Worker at Japan's Stricken Nuclear Plant Dies

TOKYO -- The operator of Japan's tsunami-wrecked nuclear power plant said a contract worker in his 60s died Saturday after collapsing at the facility's waste disposal building, adding that his body showed no signs of dangerous levels of radioactivity.

He was the first person to die at the Fukushima Dai-ichi nuclear plant since the March 11 quake and tsunami damaged the facility, causing a string of fires, explosions and radiation leaks in the world's worst nuclear accident since Chernobyl in 1986.

The worker, who had only started working at the plant the day before, was carrying equipment when he collapsed. He died later in hospital, said Tokyo Electric Power Co. spokesman Naoyuki Matsumoto.

The company does not know the cause of his death, Matsumoto said. The man was working at the waste disposal building, which stores radioactive-contaminated water that has leaked from the plant's tsunami-crippled reactors.

He had been wearing a radiation protection suit, mask and gloves, and no radioactivity at harmful levels was detected in his body, the spokesman said.

The March 11 disaster is believed to have killed more than 24,500 people. Police said Friday that 15,019 were dead and 9,506 were still listed as missing.

In the early days of the crisis, TEPCO said two workers aged in their early 20s were among the tsunami victims. They had been found at the basement of a turbine building at the Fukushima plant.

Radiation leaks at the Fukushima plant have forced 80,000 people living within a 12-mile radius of the nuclear facility to leave their homes.

The nuclear crisis at Fukushima has prompted the government to evaluate all of Japan's 54 reactors for quake and tsunami vulnerability, leading Prime Minister Naoto Kan to request a temporary shutdown of a nuclear power plant in central Japan.

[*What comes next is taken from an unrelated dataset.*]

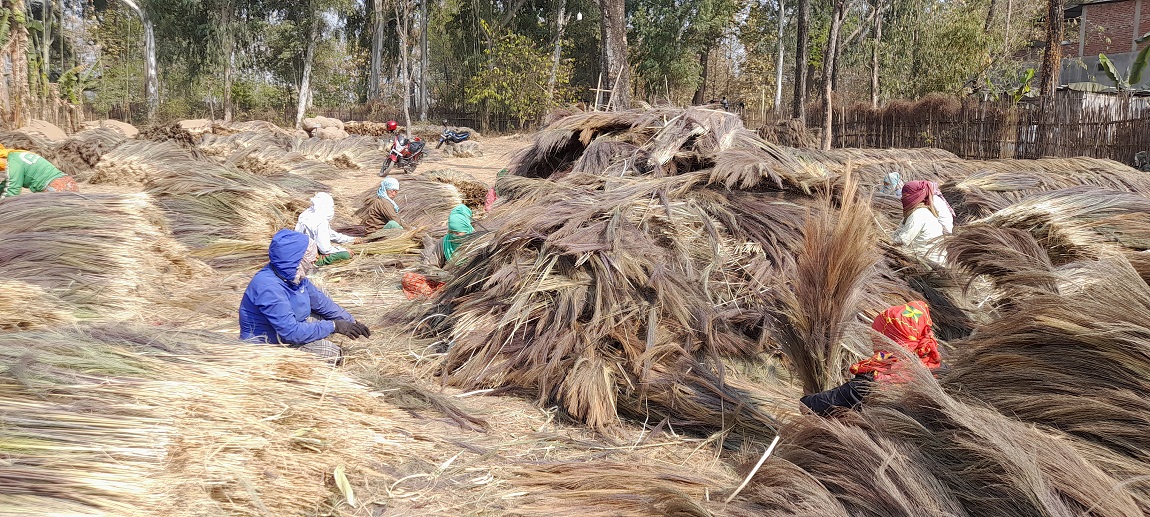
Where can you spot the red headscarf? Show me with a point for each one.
(907, 325)
(914, 193)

Chubu Electric said its Hamaoka nuclear plant in Shizuoka was completely shut down Saturday following the premier's request. The Hamaoka facility sits above a major fault line and has long been considered Japan's riskiest nuclear power plant.

The company said operations would be halted until it had built new safety structures, including a giant seawall, to protect the plant from tsunami and quakes -- works that would take a few years.